WDEK
- Lexington, South Carolina; United States;
- Broadcast area: Columbia metropolitan area
- Frequency: 1170 kHz
- Branding: Columbia's Praise

Programming
- Format: Urban gospel

Ownership
- Owner: The Meeting Place Church of Greater Columbia

History
- First air date: 1983 (as WXAX)
- Former call signs: WXAX (1983–1988) WLGO (1988–2005) WQVA (2005–2010)
- Call sign meaning: W DEcK (former branding)

Technical information
- Licensing authority: FCC
- Facility ID: 250
- Class: D
- Power: 10,000 watts day 2,500 watts critical hours
- Translator: 95.7 W239DA (Columbia)

Links
- Public license information: Public file; LMS;
- Webcast: Listen live
- Website: columbiaspraise.com

= WDEK =

WDEK (1170 AM) is a daytimer radio station licensed to Lexington, South Carolina and serving the Columbia area. It is owned by the Meeting Place Church of Greater Columbia and airs an urban gospel radio format, along with some Christian talk and teaching programs aimed at Columbia's African-American community. The station solicits donations on the air and on its website.

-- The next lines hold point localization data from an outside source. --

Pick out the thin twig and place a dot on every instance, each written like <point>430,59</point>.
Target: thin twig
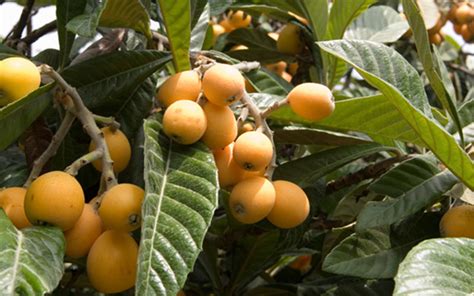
<point>109,121</point>
<point>247,66</point>
<point>82,161</point>
<point>41,161</point>
<point>262,126</point>
<point>371,171</point>
<point>88,122</point>
<point>265,113</point>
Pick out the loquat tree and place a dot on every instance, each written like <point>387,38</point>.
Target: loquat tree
<point>246,147</point>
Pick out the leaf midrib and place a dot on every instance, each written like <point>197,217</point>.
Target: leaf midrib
<point>16,262</point>
<point>155,223</point>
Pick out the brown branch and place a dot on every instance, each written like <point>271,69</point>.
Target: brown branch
<point>82,161</point>
<point>41,161</point>
<point>89,124</point>
<point>265,113</point>
<point>262,126</point>
<point>370,172</point>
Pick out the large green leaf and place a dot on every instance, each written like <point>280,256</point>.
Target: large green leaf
<point>177,20</point>
<point>181,195</point>
<point>374,116</point>
<point>253,256</point>
<point>115,14</point>
<point>16,117</point>
<point>378,23</point>
<point>437,267</point>
<point>376,253</point>
<point>405,176</point>
<point>390,211</point>
<point>430,62</point>
<point>340,17</point>
<point>31,261</point>
<point>342,14</point>
<point>65,11</point>
<point>388,71</point>
<point>201,15</point>
<point>317,12</point>
<point>307,170</point>
<point>306,136</point>
<point>368,255</point>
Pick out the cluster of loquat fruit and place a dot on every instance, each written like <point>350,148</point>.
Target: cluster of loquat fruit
<point>462,17</point>
<point>241,160</point>
<point>100,232</point>
<point>289,40</point>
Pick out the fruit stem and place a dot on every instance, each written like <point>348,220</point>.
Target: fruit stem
<point>82,161</point>
<point>53,146</point>
<point>275,106</point>
<point>109,121</point>
<point>262,126</point>
<point>88,122</point>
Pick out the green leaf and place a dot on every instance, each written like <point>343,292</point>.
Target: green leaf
<point>114,14</point>
<point>368,255</point>
<point>378,23</point>
<point>306,136</point>
<point>86,24</point>
<point>111,84</point>
<point>31,261</point>
<point>177,20</point>
<point>402,86</point>
<point>16,117</point>
<point>126,14</point>
<point>307,170</point>
<point>317,12</point>
<point>387,212</point>
<point>374,116</point>
<point>13,170</point>
<point>253,256</point>
<point>200,25</point>
<point>430,63</point>
<point>340,17</point>
<point>181,196</point>
<point>437,267</point>
<point>66,11</point>
<point>405,176</point>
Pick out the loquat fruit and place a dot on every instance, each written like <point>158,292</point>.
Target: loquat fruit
<point>291,205</point>
<point>458,222</point>
<point>112,262</point>
<point>253,151</point>
<point>55,198</point>
<point>81,237</point>
<point>12,202</point>
<point>121,207</point>
<point>312,101</point>
<point>184,85</point>
<point>184,122</point>
<point>252,199</point>
<point>223,84</point>
<point>222,127</point>
<point>18,78</point>
<point>119,149</point>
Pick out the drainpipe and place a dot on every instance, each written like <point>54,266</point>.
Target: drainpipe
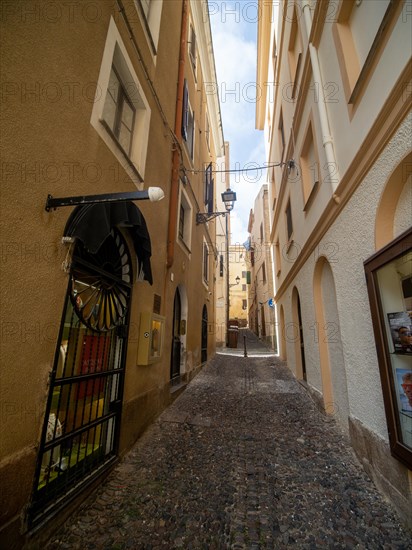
<point>174,188</point>
<point>332,165</point>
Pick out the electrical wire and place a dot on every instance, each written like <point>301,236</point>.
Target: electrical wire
<point>240,169</point>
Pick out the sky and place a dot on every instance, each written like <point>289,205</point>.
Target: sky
<point>234,31</point>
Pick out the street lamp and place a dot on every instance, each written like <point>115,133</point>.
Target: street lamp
<point>228,198</point>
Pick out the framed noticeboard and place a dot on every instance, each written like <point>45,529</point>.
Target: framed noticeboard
<point>389,282</point>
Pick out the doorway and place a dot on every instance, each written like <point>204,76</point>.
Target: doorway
<point>82,424</point>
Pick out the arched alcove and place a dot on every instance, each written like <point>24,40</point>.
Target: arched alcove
<point>298,336</point>
<point>282,339</point>
<point>332,364</point>
<point>393,216</point>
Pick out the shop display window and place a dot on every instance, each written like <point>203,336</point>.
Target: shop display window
<point>389,280</point>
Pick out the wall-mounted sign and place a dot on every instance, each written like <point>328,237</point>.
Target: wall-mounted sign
<point>388,275</point>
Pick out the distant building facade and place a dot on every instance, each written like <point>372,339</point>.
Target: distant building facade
<point>260,291</point>
<point>238,295</point>
<point>335,81</point>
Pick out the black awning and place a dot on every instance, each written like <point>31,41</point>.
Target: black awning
<point>92,224</point>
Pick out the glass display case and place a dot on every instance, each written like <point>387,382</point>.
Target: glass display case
<point>389,281</point>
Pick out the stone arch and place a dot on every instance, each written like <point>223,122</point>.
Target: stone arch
<point>391,218</point>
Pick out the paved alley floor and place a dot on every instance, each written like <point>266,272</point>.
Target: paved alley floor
<point>242,459</point>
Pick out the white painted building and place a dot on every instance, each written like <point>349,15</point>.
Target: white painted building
<point>335,107</point>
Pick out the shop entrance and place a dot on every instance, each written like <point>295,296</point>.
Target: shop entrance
<point>81,428</point>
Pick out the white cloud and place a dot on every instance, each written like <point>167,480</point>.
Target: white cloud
<point>235,53</point>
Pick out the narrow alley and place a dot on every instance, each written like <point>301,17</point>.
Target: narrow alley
<point>242,459</point>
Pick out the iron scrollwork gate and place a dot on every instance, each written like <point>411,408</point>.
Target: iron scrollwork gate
<point>81,428</point>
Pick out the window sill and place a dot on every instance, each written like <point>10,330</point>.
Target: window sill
<point>123,152</point>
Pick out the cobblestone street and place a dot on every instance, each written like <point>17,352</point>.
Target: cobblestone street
<point>242,459</point>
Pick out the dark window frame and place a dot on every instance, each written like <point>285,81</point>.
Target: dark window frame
<point>395,249</point>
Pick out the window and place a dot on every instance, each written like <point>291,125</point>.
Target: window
<point>192,48</point>
<point>185,219</point>
<point>207,131</point>
<point>151,12</point>
<point>209,183</point>
<point>309,166</point>
<point>205,263</point>
<point>273,187</point>
<point>289,224</point>
<point>359,33</point>
<point>281,136</point>
<point>122,117</point>
<point>188,121</point>
<point>392,323</point>
<point>145,6</point>
<point>278,263</point>
<point>181,221</point>
<point>295,52</point>
<point>119,112</point>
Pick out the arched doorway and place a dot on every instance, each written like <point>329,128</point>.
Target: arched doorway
<point>204,335</point>
<point>176,344</point>
<point>394,213</point>
<point>82,424</point>
<point>299,339</point>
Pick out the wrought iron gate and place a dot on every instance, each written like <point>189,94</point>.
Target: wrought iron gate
<point>81,428</point>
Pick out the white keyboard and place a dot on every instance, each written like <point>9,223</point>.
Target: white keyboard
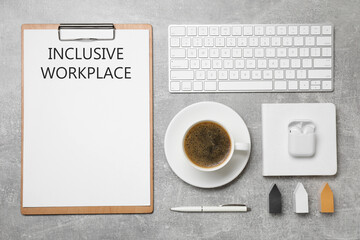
<point>251,58</point>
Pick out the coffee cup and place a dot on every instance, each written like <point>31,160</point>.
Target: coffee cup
<point>208,145</point>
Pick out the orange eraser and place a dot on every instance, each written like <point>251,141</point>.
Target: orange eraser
<point>326,199</point>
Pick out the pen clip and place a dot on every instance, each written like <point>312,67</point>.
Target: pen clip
<point>233,205</point>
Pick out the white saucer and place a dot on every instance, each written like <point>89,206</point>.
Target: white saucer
<point>176,156</point>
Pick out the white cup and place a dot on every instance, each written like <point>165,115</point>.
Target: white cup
<point>234,146</point>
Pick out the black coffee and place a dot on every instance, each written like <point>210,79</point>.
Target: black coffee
<point>207,144</point>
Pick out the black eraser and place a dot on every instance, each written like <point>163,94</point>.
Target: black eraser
<point>275,200</point>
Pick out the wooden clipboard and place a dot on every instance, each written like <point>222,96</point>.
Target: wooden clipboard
<point>89,209</point>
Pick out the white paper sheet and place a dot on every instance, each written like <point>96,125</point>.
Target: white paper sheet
<point>86,142</point>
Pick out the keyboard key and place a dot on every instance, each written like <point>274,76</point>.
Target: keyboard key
<point>304,84</point>
<point>245,75</point>
<point>236,31</point>
<point>239,63</point>
<point>192,53</point>
<point>175,42</point>
<point>225,31</point>
<point>248,31</point>
<point>203,31</point>
<point>237,53</point>
<point>197,42</point>
<point>326,52</point>
<point>253,42</point>
<point>256,75</point>
<point>304,30</point>
<point>275,41</point>
<point>319,74</point>
<point>315,30</point>
<point>322,62</point>
<point>280,85</point>
<point>245,85</point>
<point>177,53</point>
<point>186,86</point>
<point>203,53</point>
<point>191,31</point>
<point>205,63</point>
<point>186,42</point>
<point>175,86</point>
<point>242,42</point>
<point>273,63</point>
<point>200,75</point>
<point>209,42</point>
<point>248,52</point>
<point>267,74</point>
<point>177,31</point>
<point>323,41</point>
<point>307,63</point>
<point>212,75</point>
<point>220,42</point>
<point>264,41</point>
<point>214,52</point>
<point>180,75</point>
<point>292,30</point>
<point>295,63</point>
<point>217,63</point>
<point>284,63</point>
<point>290,74</point>
<point>326,30</point>
<point>214,31</point>
<point>262,63</point>
<point>270,30</point>
<point>230,42</point>
<point>301,74</point>
<point>179,63</point>
<point>279,74</point>
<point>225,52</point>
<point>309,41</point>
<point>222,75</point>
<point>195,63</point>
<point>197,86</point>
<point>315,52</point>
<point>287,41</point>
<point>228,63</point>
<point>327,85</point>
<point>293,85</point>
<point>298,41</point>
<point>210,86</point>
<point>259,30</point>
<point>234,75</point>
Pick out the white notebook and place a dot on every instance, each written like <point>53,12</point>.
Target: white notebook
<point>86,136</point>
<point>276,158</point>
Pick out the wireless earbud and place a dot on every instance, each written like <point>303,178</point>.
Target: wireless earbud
<point>295,129</point>
<point>309,129</point>
<point>302,138</point>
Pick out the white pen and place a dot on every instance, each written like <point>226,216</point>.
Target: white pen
<point>221,208</point>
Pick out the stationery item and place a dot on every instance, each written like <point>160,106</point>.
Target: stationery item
<point>251,58</point>
<point>301,201</point>
<point>221,208</point>
<point>176,157</point>
<point>87,126</point>
<point>275,205</point>
<point>326,199</point>
<point>299,154</point>
<point>209,146</point>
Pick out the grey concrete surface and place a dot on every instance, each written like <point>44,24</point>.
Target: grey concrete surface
<point>170,191</point>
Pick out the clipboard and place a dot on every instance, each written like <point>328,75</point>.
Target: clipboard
<point>110,36</point>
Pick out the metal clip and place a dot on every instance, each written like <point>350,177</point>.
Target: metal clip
<point>87,26</point>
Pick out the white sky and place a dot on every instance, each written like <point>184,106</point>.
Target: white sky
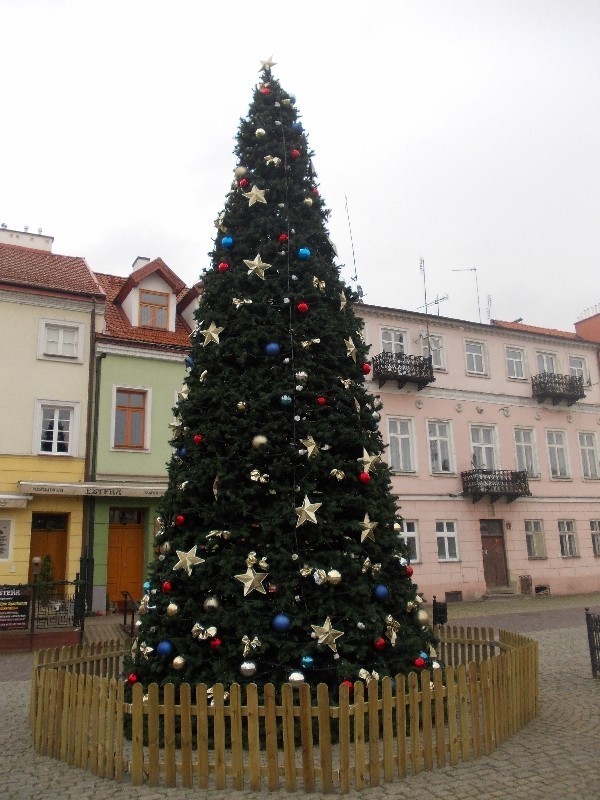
<point>465,132</point>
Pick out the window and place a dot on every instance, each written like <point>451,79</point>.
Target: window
<point>557,453</point>
<point>515,362</point>
<point>589,457</point>
<point>483,447</point>
<point>568,539</point>
<point>56,428</point>
<point>154,309</point>
<point>5,540</point>
<point>534,537</point>
<point>595,529</point>
<point>401,445</point>
<point>446,539</point>
<point>475,355</point>
<point>433,346</point>
<point>60,341</point>
<point>526,452</point>
<point>130,419</point>
<point>577,367</point>
<point>393,340</point>
<point>439,446</point>
<point>410,537</point>
<point>546,362</point>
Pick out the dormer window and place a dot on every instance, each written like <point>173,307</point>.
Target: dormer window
<point>154,309</point>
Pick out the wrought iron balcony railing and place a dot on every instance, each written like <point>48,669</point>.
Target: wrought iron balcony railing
<point>402,368</point>
<point>549,386</point>
<point>496,483</point>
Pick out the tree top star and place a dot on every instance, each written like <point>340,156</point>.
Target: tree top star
<point>188,560</point>
<point>257,267</point>
<point>327,635</point>
<point>306,512</point>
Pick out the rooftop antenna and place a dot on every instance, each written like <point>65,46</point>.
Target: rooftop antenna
<point>355,278</point>
<point>473,269</point>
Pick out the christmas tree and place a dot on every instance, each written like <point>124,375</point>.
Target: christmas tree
<point>278,556</point>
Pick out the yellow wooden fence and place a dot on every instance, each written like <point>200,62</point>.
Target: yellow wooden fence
<point>259,737</point>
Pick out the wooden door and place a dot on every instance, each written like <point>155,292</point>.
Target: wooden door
<point>493,553</point>
<point>125,561</point>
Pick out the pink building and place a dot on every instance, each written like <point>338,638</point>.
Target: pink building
<point>493,442</point>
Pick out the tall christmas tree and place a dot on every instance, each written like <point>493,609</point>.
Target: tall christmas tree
<point>278,554</point>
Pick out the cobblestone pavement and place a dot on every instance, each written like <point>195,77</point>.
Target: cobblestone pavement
<point>556,757</point>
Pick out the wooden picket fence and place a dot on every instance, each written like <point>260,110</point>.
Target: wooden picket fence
<point>258,737</point>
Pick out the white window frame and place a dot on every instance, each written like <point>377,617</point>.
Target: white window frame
<point>513,361</point>
<point>6,539</point>
<point>531,464</point>
<point>546,356</point>
<point>554,448</point>
<point>436,440</point>
<point>409,530</point>
<point>62,325</point>
<point>492,445</point>
<point>588,455</point>
<point>446,530</point>
<point>436,351</point>
<point>567,535</point>
<point>395,441</point>
<point>147,418</point>
<point>595,532</point>
<point>471,370</point>
<point>395,347</point>
<point>535,540</point>
<point>75,410</point>
<point>578,372</point>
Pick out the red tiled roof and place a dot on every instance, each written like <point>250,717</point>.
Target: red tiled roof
<point>518,326</point>
<point>118,327</point>
<point>26,268</point>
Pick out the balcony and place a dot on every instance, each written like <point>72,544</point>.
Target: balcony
<point>402,368</point>
<point>549,386</point>
<point>496,483</point>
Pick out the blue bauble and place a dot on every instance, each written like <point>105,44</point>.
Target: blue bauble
<point>281,623</point>
<point>164,648</point>
<point>381,592</point>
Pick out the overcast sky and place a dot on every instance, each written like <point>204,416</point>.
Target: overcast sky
<point>463,132</point>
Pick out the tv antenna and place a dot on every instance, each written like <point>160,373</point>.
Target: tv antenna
<point>473,269</point>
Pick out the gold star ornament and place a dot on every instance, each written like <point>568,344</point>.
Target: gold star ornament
<point>188,560</point>
<point>211,334</point>
<point>306,512</point>
<point>255,195</point>
<point>257,267</point>
<point>327,635</point>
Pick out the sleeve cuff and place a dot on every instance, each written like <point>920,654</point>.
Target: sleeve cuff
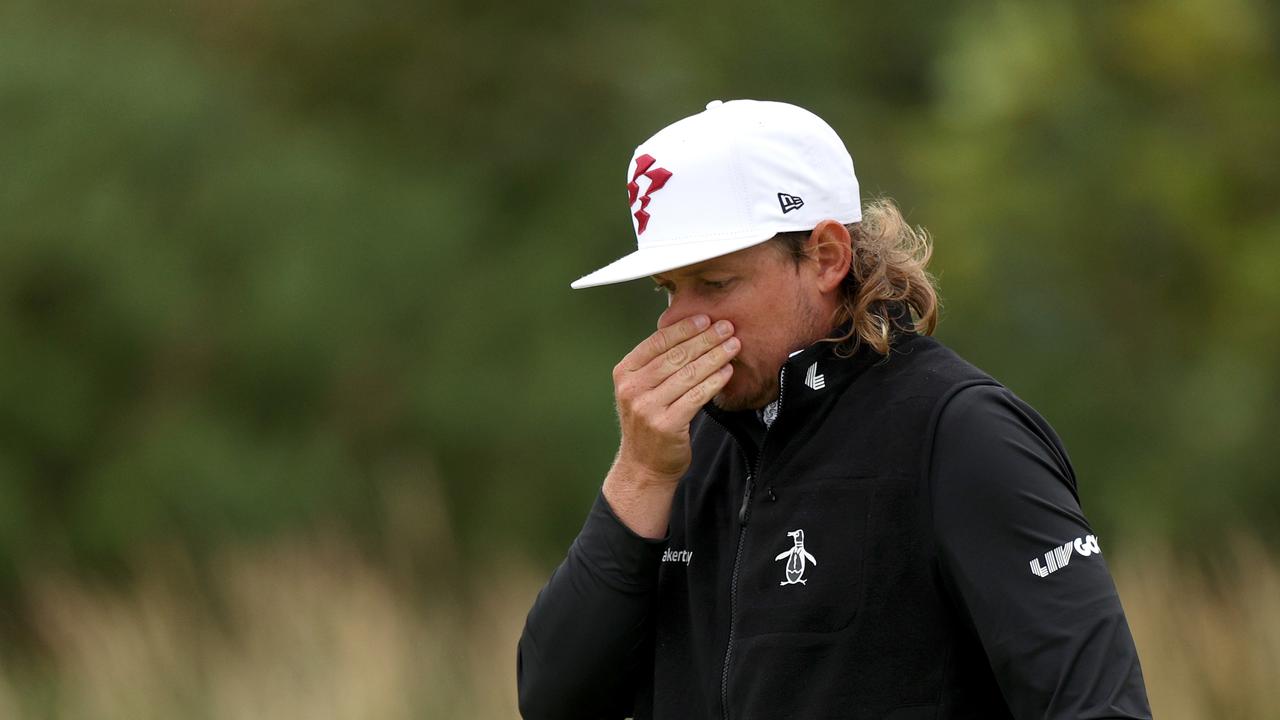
<point>615,552</point>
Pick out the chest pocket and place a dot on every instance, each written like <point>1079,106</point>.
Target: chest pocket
<point>803,557</point>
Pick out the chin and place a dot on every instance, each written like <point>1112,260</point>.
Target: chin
<point>734,399</point>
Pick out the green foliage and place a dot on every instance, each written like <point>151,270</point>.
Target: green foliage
<point>260,263</point>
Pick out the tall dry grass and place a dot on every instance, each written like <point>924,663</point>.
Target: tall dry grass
<point>314,629</point>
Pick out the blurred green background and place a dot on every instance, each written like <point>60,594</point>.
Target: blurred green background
<point>278,277</point>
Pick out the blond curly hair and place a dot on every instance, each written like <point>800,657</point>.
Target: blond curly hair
<point>888,272</point>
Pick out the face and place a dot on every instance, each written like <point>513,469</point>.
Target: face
<point>773,304</point>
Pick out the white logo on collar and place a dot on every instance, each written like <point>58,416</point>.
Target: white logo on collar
<point>795,556</point>
<point>813,379</point>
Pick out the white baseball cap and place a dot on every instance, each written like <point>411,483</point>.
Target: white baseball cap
<point>727,178</point>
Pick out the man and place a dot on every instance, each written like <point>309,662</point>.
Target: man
<point>816,509</point>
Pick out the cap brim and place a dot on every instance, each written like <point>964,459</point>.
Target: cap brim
<point>653,260</point>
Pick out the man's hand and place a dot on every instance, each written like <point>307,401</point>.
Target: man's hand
<point>659,387</point>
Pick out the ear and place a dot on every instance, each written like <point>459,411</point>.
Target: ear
<point>830,246</point>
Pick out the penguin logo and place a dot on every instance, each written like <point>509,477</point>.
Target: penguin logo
<point>795,556</point>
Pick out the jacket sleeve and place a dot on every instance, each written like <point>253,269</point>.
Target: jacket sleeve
<point>1024,566</point>
<point>588,639</point>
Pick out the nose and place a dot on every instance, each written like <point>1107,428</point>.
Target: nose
<point>680,306</point>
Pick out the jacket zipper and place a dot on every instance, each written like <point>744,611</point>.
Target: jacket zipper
<point>743,516</point>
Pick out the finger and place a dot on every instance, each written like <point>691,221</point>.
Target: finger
<point>694,373</point>
<point>675,359</point>
<point>684,409</point>
<point>662,341</point>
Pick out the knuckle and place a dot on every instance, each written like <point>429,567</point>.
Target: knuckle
<point>698,393</point>
<point>688,373</point>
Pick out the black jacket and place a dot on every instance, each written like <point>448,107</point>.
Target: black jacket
<point>904,541</point>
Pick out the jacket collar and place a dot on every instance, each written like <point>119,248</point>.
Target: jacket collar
<point>808,381</point>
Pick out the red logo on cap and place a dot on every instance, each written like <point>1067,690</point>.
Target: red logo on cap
<point>658,177</point>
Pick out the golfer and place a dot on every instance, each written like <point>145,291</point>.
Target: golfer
<point>816,510</point>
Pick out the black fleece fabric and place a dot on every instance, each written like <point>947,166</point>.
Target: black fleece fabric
<point>905,540</point>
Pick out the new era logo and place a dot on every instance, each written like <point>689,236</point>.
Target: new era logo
<point>790,203</point>
<point>813,379</point>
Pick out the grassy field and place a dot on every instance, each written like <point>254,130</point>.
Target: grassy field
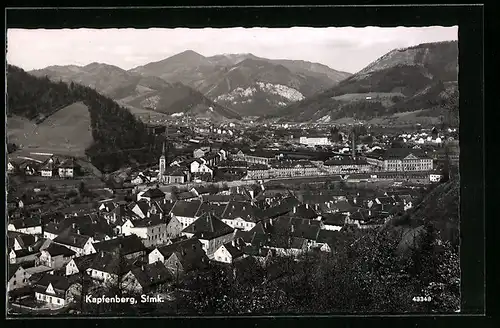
<point>144,114</point>
<point>66,132</point>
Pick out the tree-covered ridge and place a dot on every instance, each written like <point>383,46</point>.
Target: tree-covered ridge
<point>119,137</point>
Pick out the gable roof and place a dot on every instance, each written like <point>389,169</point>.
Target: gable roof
<point>243,210</point>
<point>71,239</point>
<point>215,209</point>
<point>84,262</point>
<point>400,153</point>
<point>56,250</point>
<point>333,218</point>
<point>108,262</point>
<point>152,220</point>
<point>208,226</point>
<point>24,223</point>
<point>186,208</point>
<point>151,274</point>
<point>189,252</point>
<point>12,269</point>
<point>300,228</point>
<point>234,250</point>
<point>154,193</point>
<point>23,239</point>
<point>129,245</point>
<point>284,206</point>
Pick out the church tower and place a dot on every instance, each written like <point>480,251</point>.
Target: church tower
<point>163,165</point>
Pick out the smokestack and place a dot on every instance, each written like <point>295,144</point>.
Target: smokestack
<point>353,145</point>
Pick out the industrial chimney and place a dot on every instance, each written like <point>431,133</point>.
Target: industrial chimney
<point>353,145</point>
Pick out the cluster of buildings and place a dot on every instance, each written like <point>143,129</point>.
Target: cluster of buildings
<point>54,166</point>
<point>146,245</point>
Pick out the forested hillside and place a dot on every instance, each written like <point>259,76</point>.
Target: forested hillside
<point>119,138</point>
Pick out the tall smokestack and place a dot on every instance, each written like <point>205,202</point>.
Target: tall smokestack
<point>353,145</point>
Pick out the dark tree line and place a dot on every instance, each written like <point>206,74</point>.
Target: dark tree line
<point>119,137</point>
<point>364,273</point>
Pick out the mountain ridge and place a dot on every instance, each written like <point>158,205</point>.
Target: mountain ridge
<point>143,91</point>
<point>398,81</point>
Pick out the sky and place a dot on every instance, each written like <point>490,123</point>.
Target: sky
<point>346,49</point>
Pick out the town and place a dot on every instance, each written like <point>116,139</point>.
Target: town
<point>235,195</point>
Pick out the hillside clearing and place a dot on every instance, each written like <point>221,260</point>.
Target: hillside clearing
<point>66,132</point>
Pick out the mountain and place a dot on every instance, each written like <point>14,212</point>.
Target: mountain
<point>140,91</point>
<point>244,82</point>
<point>419,79</point>
<point>62,118</point>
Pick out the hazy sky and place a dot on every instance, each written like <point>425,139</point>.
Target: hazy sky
<point>346,49</point>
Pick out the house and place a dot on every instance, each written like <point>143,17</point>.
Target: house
<point>281,244</point>
<point>147,278</point>
<point>211,159</point>
<point>198,153</point>
<point>79,264</point>
<point>28,168</point>
<point>17,277</point>
<point>327,239</point>
<point>346,165</point>
<point>155,230</point>
<point>11,167</point>
<point>130,247</point>
<point>49,167</point>
<point>291,227</point>
<point>66,169</point>
<point>241,215</point>
<point>333,221</point>
<point>23,255</point>
<point>230,252</point>
<point>198,166</point>
<point>56,256</point>
<point>81,245</point>
<point>106,267</point>
<point>435,177</point>
<point>181,257</point>
<point>404,159</point>
<point>153,194</point>
<point>18,241</point>
<point>57,291</point>
<point>211,232</point>
<point>185,211</point>
<point>177,175</point>
<point>139,179</point>
<point>30,226</point>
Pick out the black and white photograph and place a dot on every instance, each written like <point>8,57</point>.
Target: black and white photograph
<point>232,171</point>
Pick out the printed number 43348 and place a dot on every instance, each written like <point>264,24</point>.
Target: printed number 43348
<point>422,299</point>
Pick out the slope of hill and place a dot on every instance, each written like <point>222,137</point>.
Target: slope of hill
<point>67,131</point>
<point>138,91</point>
<point>404,80</point>
<point>117,137</point>
<point>236,80</point>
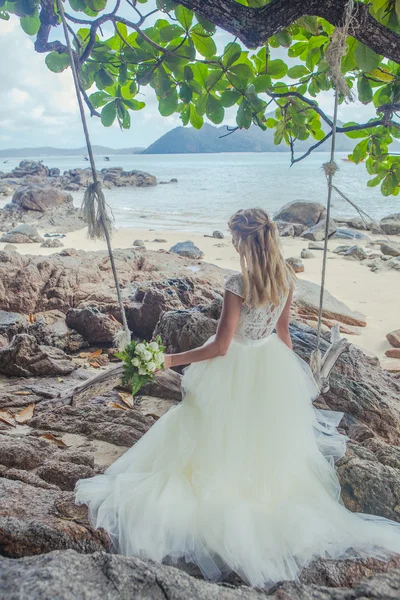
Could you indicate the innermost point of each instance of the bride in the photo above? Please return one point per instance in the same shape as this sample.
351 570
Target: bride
240 476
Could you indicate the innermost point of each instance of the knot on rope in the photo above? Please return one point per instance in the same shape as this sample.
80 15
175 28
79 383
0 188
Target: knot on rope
330 168
95 213
335 51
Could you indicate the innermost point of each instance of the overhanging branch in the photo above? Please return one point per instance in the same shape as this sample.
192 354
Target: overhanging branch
253 26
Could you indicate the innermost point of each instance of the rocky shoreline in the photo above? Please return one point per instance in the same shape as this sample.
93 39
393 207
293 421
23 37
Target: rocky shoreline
58 318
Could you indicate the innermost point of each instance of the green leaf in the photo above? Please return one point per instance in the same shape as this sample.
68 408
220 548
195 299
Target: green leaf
203 43
109 113
239 76
284 38
262 83
244 115
103 79
30 25
184 16
171 32
229 98
99 99
57 62
168 105
231 54
133 104
214 110
277 69
365 93
366 59
298 71
196 120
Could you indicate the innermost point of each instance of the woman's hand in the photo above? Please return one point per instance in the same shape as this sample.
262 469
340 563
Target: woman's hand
167 361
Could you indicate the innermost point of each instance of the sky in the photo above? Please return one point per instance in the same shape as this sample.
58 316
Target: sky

Its studios and offices are located at 201 Columbia Mall Blvd., Suite 185. This property was formerly part of the Columbia Mall property and is now owned by the Meeting Place Church of Greater Columbia. WDEK brands itself on-air as "Columbia's Praise."

By day, WDEK is powered at 10,000 watts, using a non-directional antenna. Because AM 1170 is a clear channel frequency, WDEK must sign off at sunset to avoid interfering with the Class A station WWVA in Wheeling and KFAQ in Tulsa. During critical hours, the station is powered at 2,500 watts. WDEK’s programming can be heard around the clock on FM translator W239DA at 95.7 MHz.

AM 1170 signed on as WXAX in late 1983 with a country music format. The station became WLGO in 1988 with automated adult contemporary music. This lasted until the early 1990s, when the station switched to a Christian radio format.

In 2005, the station was sold and the format was changed to Spanish Contemporary music under the "Radio Ritmo" handle. The new call letters became WQVA.

The station was owned by Peregon Communications, which in 2008 simulcast "Radio Ritmo" on WIGL/St. Matthews under a local marketing agreement (LMA).

In November 2010, the station was in receivership with a request to transfer the license to Broomfield Broadcasting of Greenwood, South Carolina. Broomfield also owned radio station WCZZ. Under Broomfield ownership, the station changed its call sign to WDEK, calling itself "1170 The Deck."

WDEK's previous format was urban oldies as "Jammin' Hits 97.9 & 1170," adding FM translator W250CG at 97.9 MHz.

Effective May 10, 2021, Broomfield Broadcasting sold WDEK and W250CG to the Meeting Place Church of Greater Columbia for $475,000. Under the leadership of Bishop Eric J. Freeman, the station adopted an urban gospel format branded as "Columbia's Praise." The FM translator frequency was changed to 95.7 FM. The station now serves as a cornerstone of The Meeting Place Church’s community engagement initiatives, broadcasting faith-based programming and gospel music.